NOTES: I only add the salt at the very end because I’m paranoid about adding it early and the lentils becoming tough as a result.
-This recipe is naturally oil-free, but I stirred a little coconut oil into the cooker at the end for that lush, fatty slick up top. Not necessary though!
-Grating sweet potatoes makes a huge mess, so I really do recommend doing it right within the slow cooker’s insert to keep it tidy.
-I dropped a dense dollop of coconut milk yogurt on top of our servings and it was heavenly. Highly recommend it!
-I think you could swing this on the “low” setting for 7-8 hours. One thing to remember is that spices tend to lose their power once you get into the 6-8 hour timeline. Taste and adjust if need be!
1 medium sweet potato, peeled (mine was around 375 grams)

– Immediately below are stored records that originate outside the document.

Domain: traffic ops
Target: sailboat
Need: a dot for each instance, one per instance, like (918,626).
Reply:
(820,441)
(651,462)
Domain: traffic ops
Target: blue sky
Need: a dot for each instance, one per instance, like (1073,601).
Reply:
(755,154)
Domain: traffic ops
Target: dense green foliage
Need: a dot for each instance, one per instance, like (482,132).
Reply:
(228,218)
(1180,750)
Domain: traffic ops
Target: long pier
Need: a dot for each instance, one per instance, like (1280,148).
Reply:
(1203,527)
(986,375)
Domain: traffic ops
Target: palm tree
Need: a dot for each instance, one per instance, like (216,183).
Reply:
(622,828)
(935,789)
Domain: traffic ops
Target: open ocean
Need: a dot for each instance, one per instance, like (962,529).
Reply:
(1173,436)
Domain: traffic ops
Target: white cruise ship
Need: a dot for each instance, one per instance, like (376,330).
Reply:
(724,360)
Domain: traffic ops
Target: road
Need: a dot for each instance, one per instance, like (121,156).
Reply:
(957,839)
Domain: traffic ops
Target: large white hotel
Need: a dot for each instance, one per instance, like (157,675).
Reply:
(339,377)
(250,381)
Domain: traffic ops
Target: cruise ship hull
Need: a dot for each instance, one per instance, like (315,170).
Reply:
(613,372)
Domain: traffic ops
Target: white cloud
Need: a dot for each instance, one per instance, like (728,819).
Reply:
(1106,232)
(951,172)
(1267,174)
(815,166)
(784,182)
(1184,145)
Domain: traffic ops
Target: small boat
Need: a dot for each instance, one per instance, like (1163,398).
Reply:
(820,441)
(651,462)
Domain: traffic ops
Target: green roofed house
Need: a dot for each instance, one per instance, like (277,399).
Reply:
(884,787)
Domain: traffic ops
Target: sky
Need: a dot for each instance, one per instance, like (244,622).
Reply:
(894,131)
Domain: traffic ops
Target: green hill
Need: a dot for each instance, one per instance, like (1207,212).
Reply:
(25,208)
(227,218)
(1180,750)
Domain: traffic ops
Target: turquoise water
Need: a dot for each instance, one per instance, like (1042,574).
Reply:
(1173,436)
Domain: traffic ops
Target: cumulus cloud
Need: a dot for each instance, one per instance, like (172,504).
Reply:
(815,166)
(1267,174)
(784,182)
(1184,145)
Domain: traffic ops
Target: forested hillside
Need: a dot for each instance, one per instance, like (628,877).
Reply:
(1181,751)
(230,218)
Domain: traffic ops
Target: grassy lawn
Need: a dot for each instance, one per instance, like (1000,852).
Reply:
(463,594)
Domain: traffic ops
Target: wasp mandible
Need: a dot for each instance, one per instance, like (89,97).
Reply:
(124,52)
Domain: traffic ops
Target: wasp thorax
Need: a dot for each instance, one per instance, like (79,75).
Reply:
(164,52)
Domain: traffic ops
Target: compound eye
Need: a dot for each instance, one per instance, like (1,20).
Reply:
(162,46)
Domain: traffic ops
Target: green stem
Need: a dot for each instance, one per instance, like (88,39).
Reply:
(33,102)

1 medium yellow onion, peeled
1 ½ cups split red lentils
3-4 cloves of garlic, peeled and minced
3 inches fresh ginger, peeled and minced
1 14.5 ounce (428 ml) can crushed tomatoes
1 14.5 ounce (428 ml) can light coconut milk
4 cups water
2 teaspoons ground turmeric
¼ teaspoon cayenne pepper (or more to taste)
1 ½ teaspoons black mustard seeds
1 ½ teaspoons ground cumin
2-3 dried curry leaves (optional)
ground black pepper, to taste
2 cups tightly packed baby spinach (or more if you like)
1 lime, juiced
sea salt, to taste
Set a box grater over/inside your slow cooker insert. Grate the sweet potato directly into the insert. Grate the yellow onion directly into the insert as well.
Rinse the red lentils thoroughly, until they stop foaming up in the strainer. Shake the excess moisture off and transfer them to your slow cooker insert.
To the insert, add the garlic, ginger, crushed tomatoes, coconut milk, water, turmeric, cayenne, mustard seeds, cumin, curry leaves, and black pepper. Give it all a good stir. In all honesty it’s going to look sort of gross at this point.
Place the insert into your slow cooker unit, lock the lid on top, and set the cooker to “high.” Let the soup cook for 4 hours.
Once the 4 hours are up, carefully remove the lid and stir the soup up a bit. Add the spinach, lime juice, and enough salt to season to your liking. Stir the soup one more time and lock the lid back on. Keep the soup going on the “high” setting until the spinach is wilted.
Serve the soup hot with chopped cilantro.